Recent Changes - Search:

Recently Written

News

edit SideBar

Audio

For audio players, see Mediaplayers .

For video, see Video .

For images, see GraphMediaTech .

For general info on data compression, see Compress .

1.  About digital audio

Digital audio became publicly useful in 1982 when the CD (“Compact Disc”) came to the market. But it took over 10 further years before it became possible and feasible to play, record and edit audio on computers. The audio format on the CD is stereo, 16-bit, and 44.1 KHz sampling frequency, and is NOT compressed. This became also the most common format for audio files on computers. The lack of storage space on computers of that era made the use of lossy codecs inevitable, the MP3 codec (developed for MPEG-1 video system) of that era was pretty bad and caused substantial quality damage. Later the codec technology much improved, both of MP3 and other codecs, but storage space also much increased making lossless codecs and wider usage of uncompressed files possible. Recently the sampling frequency of 48 KHz is seen as preferred to 44.1 KHz. Files with 48 KHz and 16-bit are considered as ultimately sufficient for archiving and listening, more “generous” storage (32-bit integers, 32-bit floats, 96 KHz or 192 KHz) does not make sense for those purposes, but can make sense as an intermediate format for audio processing.

2.  Gain, loudness and normalization

A problem of digital audio is that putting files from multiple sources together (onto a playlist or into a portable player) will usually result in inconsistent loudness. The process of adjusting loudness is called “normalization”. Unfortunately for years the common way to do this, both by professional audio content vendors and common audio programs including SOX (see below) was the infamous “peak normalization”. This means that the peak positive and peak negative value are evaluated and subsequently the signal is amplified so that at least one of them touches the limit (that is +32′767 or −32′768 with 16-bit samples). While this seems to be smart, it is actually NOT, neither “as-is” nor with the additional 3 dB reserve as commonly suggested. Peak normalization will usually NOT make files from various sources sound equally loudly. A “side effect” of the peak normalization is that a single “broken” sample (originating from whatever technical problem during recording, decoding, …) touching the limit will make the normalization completely fail, even if the loudness is actually very low. Even without “obviously broken” samples the results are not optimal. The more useful way to do is to evaluate the loudness and apply the “Replay Gain” technology.

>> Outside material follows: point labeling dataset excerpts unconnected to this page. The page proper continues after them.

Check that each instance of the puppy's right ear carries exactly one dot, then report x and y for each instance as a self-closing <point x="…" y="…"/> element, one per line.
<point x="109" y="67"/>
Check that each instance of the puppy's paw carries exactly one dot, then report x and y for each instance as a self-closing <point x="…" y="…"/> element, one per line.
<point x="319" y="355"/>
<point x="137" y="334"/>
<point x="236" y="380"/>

This means that the “true loudness” is being evaluated by an algorithm trying to mimic the human ear, while this cannot be done perfectly, as human ears do both vary and degrade with age, this gives much better results than just dumb search for the highest sample.

3.  Codecs and file formats

3.1  WAV

The (usually) uncompressed audio file format. Supports different sampling frequencies, bit resolutions & numbers of channels. You need cca 1/2 GiO of space for 1 hour of sound of standard CD quality (2 channels, 16 bit per channel, 44.1 KHz).

3.2  MP3

The first “useful” and up to now most popular audio lossy compression algorithm and file format, designed originally as part of the MPEG video/multimedia “standard” (MPEG-1-layer-3). MP3 files contain just “raw” compressed audio data, without any container (see Video ), and no video of course. Many people don’t know anything besides MP3 and consider MP3 as synonym of “sound” :-D . It has open source implementations, but is considered as patented. There are several versions and extensions of it, like “MP3 Pro”, “VBR”, as well as some DRM systems (“secure MP3″). Several good reasons exist for using OGG VORBIS instead. If you really have to use MP3, the open source compressor is called “LAME” and does have DOS ports of versions 3.92 , 3.97b2 (compiled by Blair ) , 3.97 (compiled by FloX ) , 3.98.4 (compiled by Robert Riebisch ) , and 3.99.5 (preferred, compiled by RayeR). Those binaries do offer both compressing (native LAME business) and decompressing (using external “MPG123″ library) in one executable.

History:
LAME 3.100        not yet released   (many bugfixes)
LAME 3.99.5       February 28 2012   (one bugfix)
LAME 3.99.4       January 25 2012
...
LAME 3.98.4       March 22 2010      (one bugfix)
LAME 3.98.3       February 27 2010   (many bugfixes)
LAME 3.98.2       September 22 2008  (one bugfix)
LAME 3.98.1       September 21 2008
...
LAME 3.97         September 24 2006  ("3.97 beta 3 becomes 3.97")
LAME 3.97 beta 3  August 19 2006     (one bugfix)
LAME 3.97 beta 2  November 26 2005   (many bugfixes)
...
LAME 3.92         2002-Apr-14
...
LAME 3.81beta     2000-May-08        ("all ISO code removed")
...
LAME 3.0 May      1999-Oct
...
October 1 1998        ("Updated web page and released LAME v1.0")
Up to September 1998  ("Working on the 8hz source code")

3.3  AAC

The “second generation” proprietary audio codec, technically superior to MP3, but less popular in audio-only files, occurs mostly in videos inside the MPEG-4 container together with H264 video, but audio-only files use the same container too, there is just no video included. Some open source implementations also exist. Has an additional “unofficial” name - “MP4″ .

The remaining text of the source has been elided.